En 2025, 56.235 demandes de médiation ont été enregistrées, contre 58.418 en 2024 et 52.464 en 2023. France Travail attribue cette baisse à « la généralisation du conseiller référent indemnisation depuis fin 2021 », ainsi qu'à « l'évolution des règles de gestion et de contrôle des chercheurs d'emploi », selon une réponse au rapport reçue par l'AFP.
Le rapport estime néanmoins qu'« il reste encore du travail à faire, en particulier sur le traitement des réclamations et la simplification des procédures et règlements qui inondent le quotidien des agences ».
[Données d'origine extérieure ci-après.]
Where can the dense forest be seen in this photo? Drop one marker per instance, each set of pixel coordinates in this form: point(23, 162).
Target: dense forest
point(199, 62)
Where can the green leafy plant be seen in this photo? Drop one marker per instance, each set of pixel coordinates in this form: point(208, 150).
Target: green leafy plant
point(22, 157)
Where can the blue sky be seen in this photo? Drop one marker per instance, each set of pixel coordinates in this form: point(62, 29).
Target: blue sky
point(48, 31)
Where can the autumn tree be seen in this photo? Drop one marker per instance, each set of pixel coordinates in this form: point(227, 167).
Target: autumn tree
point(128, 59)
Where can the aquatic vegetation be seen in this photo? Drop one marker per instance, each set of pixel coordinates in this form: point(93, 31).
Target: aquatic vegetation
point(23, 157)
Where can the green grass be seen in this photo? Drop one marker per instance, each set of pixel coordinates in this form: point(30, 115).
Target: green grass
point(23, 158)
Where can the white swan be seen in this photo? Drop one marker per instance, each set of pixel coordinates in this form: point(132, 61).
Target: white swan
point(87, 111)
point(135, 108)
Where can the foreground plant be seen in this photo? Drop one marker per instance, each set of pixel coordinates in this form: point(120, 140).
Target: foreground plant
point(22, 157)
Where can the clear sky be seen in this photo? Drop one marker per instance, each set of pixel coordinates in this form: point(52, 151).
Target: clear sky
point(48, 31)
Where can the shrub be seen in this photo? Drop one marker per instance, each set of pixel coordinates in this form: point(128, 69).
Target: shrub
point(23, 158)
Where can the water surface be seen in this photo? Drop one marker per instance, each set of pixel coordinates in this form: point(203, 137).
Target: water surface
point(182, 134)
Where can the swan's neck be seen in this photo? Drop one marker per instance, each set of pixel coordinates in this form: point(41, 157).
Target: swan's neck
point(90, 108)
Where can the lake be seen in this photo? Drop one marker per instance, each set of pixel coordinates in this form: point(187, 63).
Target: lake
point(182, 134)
« De plus en plus, la durée de la médiation s'allonge, face à l'avalanche de procédures, d'injonctions agressives et parfois d'insultes », regrette le médiateur national Jean-Louis Walter. Environ la moitié des demandes (49%) concernent l'indemnisation, 15% des trop-perçus, et 14% des radiations ou sanctions.
Ce dernier motif de recours passe de la deuxième à la troisième place, après l'entrée en vigueur d'un nouveau régime de sanctions. « Depuis le 1er juin, les médiateurs ne constatent pas de recrudescence de demandes de médiation portant sur le dispositif du contrôle de la recherche d'emploi. Au contraire, ils observent plutôt une légère baisse, confirmée dans toutes les régions », relève le rapport.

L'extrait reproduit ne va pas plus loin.